Building OCR for Indic Languages on Budget Android Phones

Indus OS needed on-device OCR for Hindi and other Indic scripts. The phones had no GPU, 512MB RAM, and Mediatek SoCs running at 1.3GHz. Cloud OCR was not an option because most users were on 2G connections with 2-5 second round trips.

The Indic Script Problem

English has 26 uppercase and 26 lowercase characters. Hindi (Devanagari) has 47 base characters, but conjunct consonants push the effective class count past 400. For example, क + ष = क्ष is a single visual glyph. Tamil and Telugu have similar combinatorial explosions.

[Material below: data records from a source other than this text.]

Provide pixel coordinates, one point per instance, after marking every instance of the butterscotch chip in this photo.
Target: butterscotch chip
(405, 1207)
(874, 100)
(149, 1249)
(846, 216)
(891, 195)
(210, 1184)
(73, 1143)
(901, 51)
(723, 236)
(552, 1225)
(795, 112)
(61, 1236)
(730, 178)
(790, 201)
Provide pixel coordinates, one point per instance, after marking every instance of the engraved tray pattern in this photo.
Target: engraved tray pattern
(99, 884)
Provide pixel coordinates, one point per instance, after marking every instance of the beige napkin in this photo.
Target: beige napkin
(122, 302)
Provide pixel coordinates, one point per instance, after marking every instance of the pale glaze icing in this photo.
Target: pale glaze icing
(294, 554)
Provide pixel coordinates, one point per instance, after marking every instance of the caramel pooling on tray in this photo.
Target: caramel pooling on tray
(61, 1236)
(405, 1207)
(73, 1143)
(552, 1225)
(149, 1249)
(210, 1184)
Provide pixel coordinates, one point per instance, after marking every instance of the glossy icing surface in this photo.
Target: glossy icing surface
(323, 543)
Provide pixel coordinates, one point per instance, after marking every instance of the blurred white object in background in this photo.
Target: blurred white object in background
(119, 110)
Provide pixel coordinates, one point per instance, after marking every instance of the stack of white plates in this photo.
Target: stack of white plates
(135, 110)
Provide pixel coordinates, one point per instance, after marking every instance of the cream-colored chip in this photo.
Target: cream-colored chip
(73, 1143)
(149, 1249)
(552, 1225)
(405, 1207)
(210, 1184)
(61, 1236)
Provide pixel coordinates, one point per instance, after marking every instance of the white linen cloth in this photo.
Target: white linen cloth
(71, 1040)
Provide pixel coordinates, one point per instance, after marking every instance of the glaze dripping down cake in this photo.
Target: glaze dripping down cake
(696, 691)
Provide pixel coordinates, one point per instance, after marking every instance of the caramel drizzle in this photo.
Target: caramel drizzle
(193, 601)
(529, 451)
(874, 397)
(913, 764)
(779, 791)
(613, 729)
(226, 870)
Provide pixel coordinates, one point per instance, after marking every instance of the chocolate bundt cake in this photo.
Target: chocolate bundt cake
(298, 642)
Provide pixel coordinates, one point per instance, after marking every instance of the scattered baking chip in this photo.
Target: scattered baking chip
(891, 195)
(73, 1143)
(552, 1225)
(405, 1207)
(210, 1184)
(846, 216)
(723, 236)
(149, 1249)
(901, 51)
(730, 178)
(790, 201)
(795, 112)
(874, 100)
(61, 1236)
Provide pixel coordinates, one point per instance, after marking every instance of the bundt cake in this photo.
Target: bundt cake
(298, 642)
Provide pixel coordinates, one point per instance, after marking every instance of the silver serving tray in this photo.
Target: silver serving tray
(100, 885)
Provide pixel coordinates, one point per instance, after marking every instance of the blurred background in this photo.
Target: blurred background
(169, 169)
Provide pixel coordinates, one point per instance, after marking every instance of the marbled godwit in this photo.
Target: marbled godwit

We handled this by decomposing recognition into two stages. First, detect individual character components (base consonant, vowel mark, conjunct). Second, combine them using script-specific rules. This brought our output classes down to ~120 per language instead of 400+.

A Small CNN That Fits

We needed the model under 2MB after quantization. Three convolutional layers with small filters got us there.

import tensorflow as tf

def build_ocr_model(num_classes=120):
    inp = tf.placeholder(tf.float32, [None, 32, 32, 1], name='input')

    # 3 conv layers, small filters, no pooling after last
    x = tf.layers.conv2d(inp, 32, 3, activation=tf.nn.relu, padding='same')
    x = tf.layers.max_pooling2d(x, 2, 2)
    x = tf.layers.conv2d(x, 64, 3, activation=tf.nn.relu, padding='same')
    x = tf.layers.max_pooling2d(x, 2, 2)
    x = tf.layers.conv2d(x, 64, 3, activation=tf.nn.relu, padding='same')

    x = tf.layers.flatten(x)
    x = tf.layers.dense(x, 128, activation=tf.nn.relu)
    out = tf.layers.dense(x, num_classes, name='output')
    return inp, out

After quantization to 8-bit, the model was 1.8MB. Inference on a Mediatek MT6582 (single core, no NEON optimizations) took 85ms per character crop. With NEON enabled via NDK compiler flags, it dropped to 62ms.

# NDK build with NEON
ndk-build APP_ABI=armeabi-v7a \
  LOCAL_CFLAGS="-mfpu=neon -mfloat-abi=softfp"

Training Data for Low-Resource Languages

This was the hardest part. We had no large labeled dataset for printed Devanagari. We generated synthetic training data by rendering text in 15 common Hindi fonts at various sizes, rotations, and noise levels. This gave us ~500K training samples per language.

For Tamil and Telugu we had even fewer fonts available. We augmented aggressively: elastic distortions, Gaussian blur, salt-and-pepper noise. The augmentation pipeline ran on a single GPU machine overnight and produced 200K samples per language.

import cv2
import numpy as np

def augment_char(img):
    # Random rotation within 5 degrees
    angle = np.random.uniform(-5, 5)
    M = cv2.getRotationMatrix2D((16, 16), angle, 1.0)
    img = cv2.warpAffine(img, M, (32, 32))
    # Gaussian noise
    noise = np.random.normal(0, 10, img.shape).astype(np.uint8)
    return cv2.add(img, noise)

Constraints on Low-Memory Devices

We processed one character at a time, never batching. Batching would spike memory and trigger the Android low-memory killer. On a 512MB device, if your app crosses ~80MB, the OS will kill background processes. Cross ~120MB and your own app gets killed.

We also avoided loading the model at app startup. Instead we loaded it lazily on first OCR request and kept a weak reference. If the system reclaimed the memory, we reloaded on next use. This added 200ms latency on a cold start but kept the app alive.

What Worked and What Didn’t

Synthetic data generation worked surprisingly well for printed text. We hit 94% character accuracy on Hindi, 91% on Tamil. Handwritten recognition was a different story. We tried it and accuracy dropped to 68%, so we scoped it out.

The two-stage decomposition approach was essential. A single classifier over 400+ classes never converged well with our limited training data. Breaking it into components made the problem tractable.